What would a plan to climate-proof a city like New York drawn up by frontline environmental justice communities look like? The climate action plan drawn up by the Harlem-based EJ group WE ACT demonstrates how cities must build equitable communities as well as resilient infrastructure if they wish to survive the age of accelerating climate change. Consequently, in addition to calling for renewable energy-powered microgrids that will provide energy to communities through distributed networks capable of surviving a collapse of the overall grid, WE ACT’s Climate Action Plan calls for social hubs where community members can find refugee during times of disaster and deepen social cohesion and community activism at other times.
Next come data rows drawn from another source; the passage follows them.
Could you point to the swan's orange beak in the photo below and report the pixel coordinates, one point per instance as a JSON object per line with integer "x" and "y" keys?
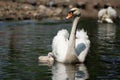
{"x": 69, "y": 15}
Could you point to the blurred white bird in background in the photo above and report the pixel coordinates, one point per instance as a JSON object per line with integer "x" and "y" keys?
{"x": 107, "y": 15}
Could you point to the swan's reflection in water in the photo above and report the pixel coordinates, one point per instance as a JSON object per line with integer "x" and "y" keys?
{"x": 107, "y": 32}
{"x": 69, "y": 72}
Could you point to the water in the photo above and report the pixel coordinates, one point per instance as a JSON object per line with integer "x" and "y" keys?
{"x": 22, "y": 42}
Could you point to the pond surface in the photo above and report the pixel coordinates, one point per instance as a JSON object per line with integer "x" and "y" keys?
{"x": 22, "y": 42}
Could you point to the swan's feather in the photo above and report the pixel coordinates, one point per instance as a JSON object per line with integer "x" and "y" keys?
{"x": 79, "y": 48}
{"x": 60, "y": 45}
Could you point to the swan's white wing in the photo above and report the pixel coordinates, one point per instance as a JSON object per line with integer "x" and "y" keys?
{"x": 79, "y": 48}
{"x": 60, "y": 45}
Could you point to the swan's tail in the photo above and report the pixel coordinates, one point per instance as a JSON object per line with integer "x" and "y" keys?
{"x": 81, "y": 34}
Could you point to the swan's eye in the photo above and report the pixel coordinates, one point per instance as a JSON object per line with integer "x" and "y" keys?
{"x": 72, "y": 11}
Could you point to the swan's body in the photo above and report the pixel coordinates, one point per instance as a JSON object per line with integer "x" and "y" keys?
{"x": 73, "y": 48}
{"x": 107, "y": 15}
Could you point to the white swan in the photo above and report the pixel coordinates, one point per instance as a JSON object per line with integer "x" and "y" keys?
{"x": 73, "y": 48}
{"x": 107, "y": 15}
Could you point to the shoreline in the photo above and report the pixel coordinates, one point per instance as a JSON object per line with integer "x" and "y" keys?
{"x": 40, "y": 9}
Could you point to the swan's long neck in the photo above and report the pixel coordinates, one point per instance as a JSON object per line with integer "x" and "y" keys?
{"x": 71, "y": 54}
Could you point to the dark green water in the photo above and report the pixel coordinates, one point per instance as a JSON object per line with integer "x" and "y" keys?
{"x": 22, "y": 42}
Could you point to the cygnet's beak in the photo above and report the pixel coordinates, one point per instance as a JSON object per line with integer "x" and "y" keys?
{"x": 69, "y": 15}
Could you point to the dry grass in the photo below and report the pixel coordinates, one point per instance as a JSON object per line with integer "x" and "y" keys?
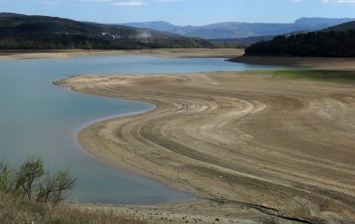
{"x": 15, "y": 210}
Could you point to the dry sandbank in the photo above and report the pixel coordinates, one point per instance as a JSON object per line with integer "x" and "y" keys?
{"x": 177, "y": 52}
{"x": 255, "y": 143}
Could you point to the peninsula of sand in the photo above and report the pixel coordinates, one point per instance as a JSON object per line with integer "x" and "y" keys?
{"x": 250, "y": 143}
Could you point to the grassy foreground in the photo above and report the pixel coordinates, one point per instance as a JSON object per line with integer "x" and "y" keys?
{"x": 16, "y": 210}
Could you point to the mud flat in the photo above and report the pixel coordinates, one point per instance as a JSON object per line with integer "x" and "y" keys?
{"x": 249, "y": 144}
{"x": 171, "y": 52}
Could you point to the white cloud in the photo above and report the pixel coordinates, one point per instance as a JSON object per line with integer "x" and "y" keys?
{"x": 169, "y": 0}
{"x": 95, "y": 0}
{"x": 345, "y": 1}
{"x": 129, "y": 3}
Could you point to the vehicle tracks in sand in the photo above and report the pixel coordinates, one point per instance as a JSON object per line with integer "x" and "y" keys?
{"x": 239, "y": 136}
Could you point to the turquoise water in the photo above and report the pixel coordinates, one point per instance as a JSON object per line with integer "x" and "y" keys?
{"x": 39, "y": 118}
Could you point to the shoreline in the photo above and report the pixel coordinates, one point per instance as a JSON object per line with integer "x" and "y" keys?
{"x": 176, "y": 143}
{"x": 255, "y": 170}
{"x": 163, "y": 52}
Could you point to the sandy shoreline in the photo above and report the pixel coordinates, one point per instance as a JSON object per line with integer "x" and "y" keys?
{"x": 248, "y": 144}
{"x": 177, "y": 52}
{"x": 234, "y": 137}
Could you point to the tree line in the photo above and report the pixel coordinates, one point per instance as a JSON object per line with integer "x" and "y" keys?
{"x": 78, "y": 41}
{"x": 313, "y": 44}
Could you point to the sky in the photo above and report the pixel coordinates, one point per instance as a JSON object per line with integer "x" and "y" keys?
{"x": 183, "y": 12}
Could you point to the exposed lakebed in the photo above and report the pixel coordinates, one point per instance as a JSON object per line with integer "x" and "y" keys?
{"x": 39, "y": 118}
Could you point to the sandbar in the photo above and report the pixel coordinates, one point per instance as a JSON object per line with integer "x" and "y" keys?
{"x": 248, "y": 144}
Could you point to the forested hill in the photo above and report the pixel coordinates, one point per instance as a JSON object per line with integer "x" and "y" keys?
{"x": 337, "y": 41}
{"x": 43, "y": 32}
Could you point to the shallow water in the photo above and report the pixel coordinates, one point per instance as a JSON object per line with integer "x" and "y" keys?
{"x": 39, "y": 118}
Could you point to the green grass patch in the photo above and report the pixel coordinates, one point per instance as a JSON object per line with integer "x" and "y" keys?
{"x": 316, "y": 75}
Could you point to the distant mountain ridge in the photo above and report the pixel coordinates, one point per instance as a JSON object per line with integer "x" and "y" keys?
{"x": 336, "y": 41}
{"x": 230, "y": 30}
{"x": 43, "y": 32}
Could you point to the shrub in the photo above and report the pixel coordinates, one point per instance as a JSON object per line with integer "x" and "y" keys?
{"x": 32, "y": 182}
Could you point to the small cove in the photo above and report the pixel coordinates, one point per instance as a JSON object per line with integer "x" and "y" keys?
{"x": 38, "y": 118}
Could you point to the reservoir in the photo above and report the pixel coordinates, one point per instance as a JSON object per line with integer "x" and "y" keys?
{"x": 38, "y": 118}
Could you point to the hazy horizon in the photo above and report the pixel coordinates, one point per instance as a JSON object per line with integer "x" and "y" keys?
{"x": 183, "y": 12}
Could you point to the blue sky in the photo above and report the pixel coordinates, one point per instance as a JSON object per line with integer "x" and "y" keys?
{"x": 183, "y": 12}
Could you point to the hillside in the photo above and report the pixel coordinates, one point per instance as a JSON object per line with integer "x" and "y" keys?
{"x": 233, "y": 30}
{"x": 43, "y": 32}
{"x": 337, "y": 41}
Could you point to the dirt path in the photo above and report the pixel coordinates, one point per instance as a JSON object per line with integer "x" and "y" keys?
{"x": 251, "y": 142}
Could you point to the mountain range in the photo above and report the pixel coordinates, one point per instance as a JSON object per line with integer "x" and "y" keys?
{"x": 43, "y": 32}
{"x": 234, "y": 30}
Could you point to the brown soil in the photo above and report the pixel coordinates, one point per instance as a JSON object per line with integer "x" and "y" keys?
{"x": 247, "y": 143}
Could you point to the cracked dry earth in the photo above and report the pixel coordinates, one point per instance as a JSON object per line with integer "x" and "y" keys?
{"x": 258, "y": 144}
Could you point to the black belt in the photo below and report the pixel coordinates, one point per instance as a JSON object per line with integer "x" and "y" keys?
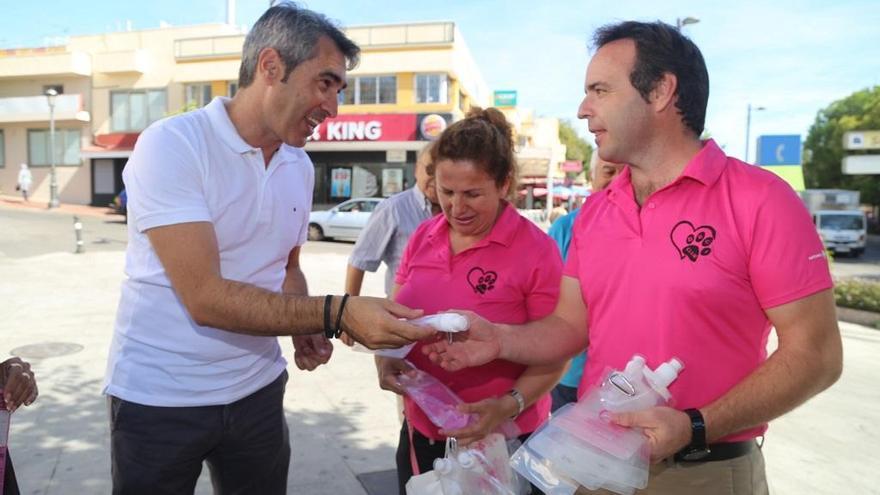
{"x": 724, "y": 451}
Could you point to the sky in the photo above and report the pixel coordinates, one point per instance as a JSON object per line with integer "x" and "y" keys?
{"x": 791, "y": 57}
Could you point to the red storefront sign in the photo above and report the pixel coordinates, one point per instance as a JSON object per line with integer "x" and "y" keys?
{"x": 370, "y": 127}
{"x": 572, "y": 166}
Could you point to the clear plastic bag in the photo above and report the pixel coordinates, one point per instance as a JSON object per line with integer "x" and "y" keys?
{"x": 435, "y": 399}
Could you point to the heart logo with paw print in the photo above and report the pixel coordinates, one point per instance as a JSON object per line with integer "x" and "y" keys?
{"x": 481, "y": 281}
{"x": 692, "y": 242}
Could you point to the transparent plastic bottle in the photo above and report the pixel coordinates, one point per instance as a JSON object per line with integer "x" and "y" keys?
{"x": 475, "y": 479}
{"x": 449, "y": 473}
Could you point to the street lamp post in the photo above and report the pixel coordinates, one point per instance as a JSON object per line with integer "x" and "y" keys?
{"x": 680, "y": 23}
{"x": 748, "y": 128}
{"x": 51, "y": 94}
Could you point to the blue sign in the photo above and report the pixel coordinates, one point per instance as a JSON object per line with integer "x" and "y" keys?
{"x": 779, "y": 150}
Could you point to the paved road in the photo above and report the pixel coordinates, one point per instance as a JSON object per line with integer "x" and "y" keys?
{"x": 341, "y": 424}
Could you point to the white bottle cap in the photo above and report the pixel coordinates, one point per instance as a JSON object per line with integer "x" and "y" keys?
{"x": 443, "y": 465}
{"x": 665, "y": 374}
{"x": 634, "y": 365}
{"x": 467, "y": 460}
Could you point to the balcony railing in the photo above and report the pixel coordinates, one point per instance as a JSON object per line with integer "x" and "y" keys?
{"x": 127, "y": 61}
{"x": 208, "y": 48}
{"x": 403, "y": 34}
{"x": 36, "y": 109}
{"x": 49, "y": 64}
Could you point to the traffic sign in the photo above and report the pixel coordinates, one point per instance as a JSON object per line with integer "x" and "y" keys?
{"x": 861, "y": 140}
{"x": 505, "y": 98}
{"x": 861, "y": 164}
{"x": 779, "y": 150}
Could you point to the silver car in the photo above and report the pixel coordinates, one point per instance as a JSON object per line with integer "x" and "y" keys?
{"x": 344, "y": 221}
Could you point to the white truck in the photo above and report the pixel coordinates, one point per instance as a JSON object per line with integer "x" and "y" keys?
{"x": 842, "y": 226}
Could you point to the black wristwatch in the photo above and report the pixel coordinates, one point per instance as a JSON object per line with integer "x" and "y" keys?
{"x": 698, "y": 448}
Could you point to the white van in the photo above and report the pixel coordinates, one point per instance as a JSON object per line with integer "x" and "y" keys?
{"x": 842, "y": 231}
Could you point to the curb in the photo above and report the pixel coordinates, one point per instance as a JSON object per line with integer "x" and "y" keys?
{"x": 859, "y": 317}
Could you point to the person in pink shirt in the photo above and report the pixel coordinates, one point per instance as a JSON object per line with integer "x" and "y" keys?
{"x": 482, "y": 255}
{"x": 689, "y": 254}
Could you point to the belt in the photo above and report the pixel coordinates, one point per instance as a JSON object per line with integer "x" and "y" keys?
{"x": 724, "y": 451}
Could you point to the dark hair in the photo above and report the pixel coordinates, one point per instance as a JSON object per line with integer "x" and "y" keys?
{"x": 661, "y": 48}
{"x": 294, "y": 32}
{"x": 483, "y": 137}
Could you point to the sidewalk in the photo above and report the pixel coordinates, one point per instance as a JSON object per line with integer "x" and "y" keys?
{"x": 341, "y": 424}
{"x": 10, "y": 201}
{"x": 57, "y": 310}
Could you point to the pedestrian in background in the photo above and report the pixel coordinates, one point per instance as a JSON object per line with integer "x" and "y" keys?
{"x": 25, "y": 178}
{"x": 601, "y": 175}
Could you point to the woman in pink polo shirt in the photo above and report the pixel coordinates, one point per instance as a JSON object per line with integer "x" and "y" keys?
{"x": 479, "y": 255}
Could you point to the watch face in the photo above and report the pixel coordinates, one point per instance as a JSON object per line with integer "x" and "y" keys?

Equally importantly, the action plan notes that economic empowerment must be a key element of climate-proofing, meaning that the transition to truly green cities must be anchored in the creation of well-paying, unionized jobs for local residents rather than on LEED-certified luxury condos for the few. Although it is grounded in struggles against green gentrification in America’s most polarized city, the Climate Action Plan offers an important blueprint for a more general just urban transition.